Mitch Woods, pianista e cantante di blues e boogie-woogie, da oltre trent’anni ci delizia con i suoi Rocket 88, band con cui rivisita classici della musica americana e composizioni proprie, con uno stile che lui stesso ha definito con felice espressione “rock-a-boogie”, e la cui summa è forse il CD uscito alla fine del 2015 Jammin’ On The High Cs Live, dove il nostro, nel corso della Legendary Blues Cruise, indulgeva nell’arte della collaborazione con altri artisti, diciamo della jam per brevità, che è una delle sue principali peculiarità http://discoclub.myblog.it/2016/01/06/nuovo-musicisti-crociera-mitch-woods-jammin-on-the-high-cs-live/ . In quella occasione Woods era affiancato da fior di musicisti, Billy Branch, Tommy Castro, Popa Chubby, Coco Montoya, Lucky Peterson, Victor Wainwright, membri sparsi dei Roomful Of Blues e Dwayne Dopsie, ma per questo nuovo album Friends Along The Way l’asticella viene ulteriormente alzata e alcuni degli “amici” coinvolti in questa nuova fatica sono veramente nomi altisonanti: c’è solo una piccola precisazione da fare, il disco, inciso in diversi studi e lungo gli anni, è principalmente acustico, non c’è il suo gruppo e neppure una sezione ritmica, a parte la batteria in tre brani, e un paio dei friends che appaiono nel CD nel frattempo ci hanno lasciato da tempo.

Certo i nomi coinvolti sono veramente notevoli: Van Morrison e Taj Mahal, impegnati in terzetto con Woods in ben tre brani, prima in una splendida Take This Hammer di Leadbelly, con Van The Man voce solista e Mitch e Taj che lo accompagnano a piano e chitarra acustica, mentre lo stesso Morrison agita un tamburello, comunque veramente versione intensa e di gran classe. Pure la successiva C.C Rider, con i rotolanti tasti del piano di Woods che sono il collante della musica, non scherza, Taj Mahal e Van Morrison si dividono gli spazi vocali equamente e la musica fluisce maestosa. Più avanti nel disco troviamo la terza collaborazione, Midnight Hour Blues, altro tuffo nelle 12 battute per un classico di Leroy Carr, dove Morrison è ancora la voce solista e suona pure l’armonica, mentre Mahal è alla National steel, con il consueto egregio lavoro di Woods al piano (stranamente alla fine del CD c’è una versione “radio” del primo brano, che tradotto significa semplicemente che è più corta). Già questi tre brani basterebbero, ma pure il resto dell’album non scherza: Keep A Dollar In Your Pocket, è un divertente boogie blues con Elvin Bishop, anche alla solista, e Woods che si dividono la parte vocale, mentre Larry Vann siede dietro la batteria; notevole Singin’ The Blues, una deliziosa ballata cantata splendidamente da Ruthie Foster, che ne è anche l’autrice, come pure la classica Mother in Law Blues, cantata in modo intenso da John Hammond, che si produce anche da par suo alla national steel con bottleneck.

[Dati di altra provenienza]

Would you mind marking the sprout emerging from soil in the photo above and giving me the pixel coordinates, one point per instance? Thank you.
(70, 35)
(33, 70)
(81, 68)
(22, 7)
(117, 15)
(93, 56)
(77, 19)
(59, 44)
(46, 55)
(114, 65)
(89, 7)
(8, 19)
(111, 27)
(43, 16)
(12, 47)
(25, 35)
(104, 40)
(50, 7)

Cryin For My Baby è un brano scritto dallo stesso Woods, che la canta ed è l’occasione per gustarsi l’armonica di Charlie Musselwhite, un blues lento dove anche il lavoro pianistico di Mitch è di prima categoria; Nasty Boogie, un vecchio pezzo scatenato di Champion Jack Dupree, vede il buon Mitch duettare con Joe Louis Walker, impegnato anche alla chitarra, mentre in Empty Bed offre il suo piano come sottofondo per la voce ancora affascinante e vissuta di Maria Muldaur. Blues Mobile è un pimpante brano scritto dallo stesso Kenny Neal, che ne è anche l’interprete, oltre a suonare l’armonica e la chitarra, in uno dei rari brani elettrici con Vann alla batteria, The Blues è un pezzo scritto da Taj Mahal, che però lo cede ad una delle leggende di New Orleans, il grande Cyril Neville, che la declama da par suo, sui florilegi del piano di Woods, che si ripete anche nella vorticosa Saturday Night Boogie Woogie Man, di nuovo con Bishop alla slide, prima del ritorno ancora di Musselwhite con la sua Blues Gave Me A Ride, lenta e maestosa. Chicago Express è una delle registrazioni più vecchie, con James Cotton all’armonica, per una train song splendida, prima di lasciare il proscenio ad un altro dei “maestri, John Lee Hooker, con la sua super classica Never Get Out Of These Blues Alive, al solito intensa e quasi ieratica nel suo dipanarsi. In chiusura, oltre all’altro pezzo con Morrison e Mahal, troviamo un duello di pianoforti, insieme a Marcia Ball, in una ondeggiante In the Night, un pezzo di Professor Longhair che chiude in gloria questa bella avventura musicale. Sono solo tre parole, ma sentite; no, non sole, cuore e amore, direi più “gran bel disco”!

Bruno Conti

E Anche Uno Degli Ultimi Grandi Del Blues Ci Ha Lasciato! E’ Morto James Cotton, Aveva 81 Anni.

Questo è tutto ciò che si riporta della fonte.